Privacy by design, yaitu menjadikan privasi sebagai fondasi sejak tahap rancangan awal, fitur tambahan yang bisa diaktifkan belakangan. Bersama itu pula, hadir konsep data minimization, bahwa yang harus dikumpulkan hanyalah yang perlu, dan yang tak perlu tak usah dicolek demi efisiensi dan laba. Konsep ini menolak kerakusan digital, dan mengajak semua pihak untuk bertanya: “Apakah saya sungguh membutuhkan data ini, atau saya sekadar terbiasa mengambil segala tanpa logika?”

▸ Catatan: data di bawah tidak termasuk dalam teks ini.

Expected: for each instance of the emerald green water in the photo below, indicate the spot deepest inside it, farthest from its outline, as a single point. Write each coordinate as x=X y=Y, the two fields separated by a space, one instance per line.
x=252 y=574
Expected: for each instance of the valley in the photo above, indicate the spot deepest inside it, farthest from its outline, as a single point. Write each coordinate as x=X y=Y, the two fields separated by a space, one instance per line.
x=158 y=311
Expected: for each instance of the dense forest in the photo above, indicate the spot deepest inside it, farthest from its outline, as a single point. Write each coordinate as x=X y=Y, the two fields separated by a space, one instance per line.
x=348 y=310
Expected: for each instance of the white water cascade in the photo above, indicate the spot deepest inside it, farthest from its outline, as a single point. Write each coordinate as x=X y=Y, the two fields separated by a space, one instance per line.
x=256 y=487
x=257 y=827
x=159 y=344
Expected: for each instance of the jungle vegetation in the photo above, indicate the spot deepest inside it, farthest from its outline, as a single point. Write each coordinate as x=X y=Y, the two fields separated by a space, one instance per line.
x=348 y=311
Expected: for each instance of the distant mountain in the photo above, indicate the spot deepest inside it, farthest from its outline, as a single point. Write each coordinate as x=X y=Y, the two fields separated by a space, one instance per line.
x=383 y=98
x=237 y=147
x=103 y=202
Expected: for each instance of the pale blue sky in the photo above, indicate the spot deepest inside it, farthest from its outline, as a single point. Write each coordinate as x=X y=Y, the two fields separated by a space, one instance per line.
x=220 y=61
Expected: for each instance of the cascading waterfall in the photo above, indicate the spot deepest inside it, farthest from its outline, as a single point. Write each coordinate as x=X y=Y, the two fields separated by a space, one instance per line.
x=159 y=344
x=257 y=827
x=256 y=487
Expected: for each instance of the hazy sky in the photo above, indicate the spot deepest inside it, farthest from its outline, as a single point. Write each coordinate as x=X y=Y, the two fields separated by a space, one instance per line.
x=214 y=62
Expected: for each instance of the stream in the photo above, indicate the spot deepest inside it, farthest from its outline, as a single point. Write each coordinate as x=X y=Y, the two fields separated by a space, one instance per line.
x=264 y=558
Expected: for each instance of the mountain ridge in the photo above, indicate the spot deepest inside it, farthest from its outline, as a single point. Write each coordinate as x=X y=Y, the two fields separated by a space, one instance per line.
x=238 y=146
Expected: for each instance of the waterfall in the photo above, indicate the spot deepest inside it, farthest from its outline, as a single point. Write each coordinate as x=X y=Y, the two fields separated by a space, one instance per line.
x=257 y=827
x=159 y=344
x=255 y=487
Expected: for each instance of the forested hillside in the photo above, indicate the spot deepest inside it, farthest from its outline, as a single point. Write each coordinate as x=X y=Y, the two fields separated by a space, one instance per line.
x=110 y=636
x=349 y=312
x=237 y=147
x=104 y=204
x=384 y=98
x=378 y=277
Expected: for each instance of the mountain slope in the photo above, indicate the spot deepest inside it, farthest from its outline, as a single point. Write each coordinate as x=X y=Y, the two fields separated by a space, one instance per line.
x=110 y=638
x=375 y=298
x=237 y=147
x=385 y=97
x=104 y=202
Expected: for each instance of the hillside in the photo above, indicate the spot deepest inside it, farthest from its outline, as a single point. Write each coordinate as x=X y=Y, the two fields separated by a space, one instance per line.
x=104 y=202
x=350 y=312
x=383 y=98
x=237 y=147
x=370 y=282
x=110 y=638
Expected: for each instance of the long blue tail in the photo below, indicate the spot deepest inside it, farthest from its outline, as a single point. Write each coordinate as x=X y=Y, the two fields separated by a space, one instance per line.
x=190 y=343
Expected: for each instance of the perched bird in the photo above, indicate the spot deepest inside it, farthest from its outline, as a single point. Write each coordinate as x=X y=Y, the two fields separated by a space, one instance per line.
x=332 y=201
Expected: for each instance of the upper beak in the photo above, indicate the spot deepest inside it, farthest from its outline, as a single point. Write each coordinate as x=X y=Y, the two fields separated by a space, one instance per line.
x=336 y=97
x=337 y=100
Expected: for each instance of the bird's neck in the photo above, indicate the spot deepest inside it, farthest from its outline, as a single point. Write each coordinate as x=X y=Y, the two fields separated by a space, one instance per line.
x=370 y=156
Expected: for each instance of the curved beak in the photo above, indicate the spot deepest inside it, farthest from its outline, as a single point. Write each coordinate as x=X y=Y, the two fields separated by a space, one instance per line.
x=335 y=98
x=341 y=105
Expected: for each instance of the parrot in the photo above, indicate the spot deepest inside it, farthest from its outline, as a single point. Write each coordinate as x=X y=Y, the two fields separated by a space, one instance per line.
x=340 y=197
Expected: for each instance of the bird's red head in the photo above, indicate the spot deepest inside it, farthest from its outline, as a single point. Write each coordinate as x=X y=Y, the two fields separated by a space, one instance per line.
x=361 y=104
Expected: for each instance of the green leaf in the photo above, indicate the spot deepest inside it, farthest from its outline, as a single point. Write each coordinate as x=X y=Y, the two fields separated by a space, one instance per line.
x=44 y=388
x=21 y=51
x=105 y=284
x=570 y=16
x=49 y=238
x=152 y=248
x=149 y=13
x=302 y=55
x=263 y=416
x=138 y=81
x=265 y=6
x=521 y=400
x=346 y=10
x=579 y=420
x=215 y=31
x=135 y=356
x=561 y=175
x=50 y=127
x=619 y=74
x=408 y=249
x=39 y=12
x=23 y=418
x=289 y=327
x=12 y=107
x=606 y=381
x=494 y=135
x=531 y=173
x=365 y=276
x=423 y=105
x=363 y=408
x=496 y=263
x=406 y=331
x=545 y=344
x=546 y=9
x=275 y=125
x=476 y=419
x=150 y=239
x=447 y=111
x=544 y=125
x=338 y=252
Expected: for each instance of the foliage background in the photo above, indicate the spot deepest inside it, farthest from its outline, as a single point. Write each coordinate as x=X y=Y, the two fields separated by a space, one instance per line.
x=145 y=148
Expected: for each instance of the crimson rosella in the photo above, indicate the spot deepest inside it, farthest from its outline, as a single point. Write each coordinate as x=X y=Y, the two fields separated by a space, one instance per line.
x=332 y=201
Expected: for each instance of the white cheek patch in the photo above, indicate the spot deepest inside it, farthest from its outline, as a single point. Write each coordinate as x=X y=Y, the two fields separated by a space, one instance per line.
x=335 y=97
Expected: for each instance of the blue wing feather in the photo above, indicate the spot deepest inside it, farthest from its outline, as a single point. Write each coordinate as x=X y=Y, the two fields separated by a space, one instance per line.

Lalu bagaimana dengan hak individu atas data? Inilah hak-hak yang tampak sederhana namun mengandung revolusi diam-diam di dalamnya. Hak untuk dilupakan (right to be forgotten) adalah hak untuk menjadi kembali manusia yang tak diikat oleh masa lalu digital yang tak kunjung reda, Hak atas portabilitas data sebagai hak untuk membawa data seperti membawa koper pribadi: bebas berpindah platform, bebas membawa identitas, tanpa harus membangun semuanya dari awal di rumah digital yang baru. hak untuk mobilitas, hak untuk berpindah, hak untuk tak terkunci dalam ekosistem yang memonopoli interaksi.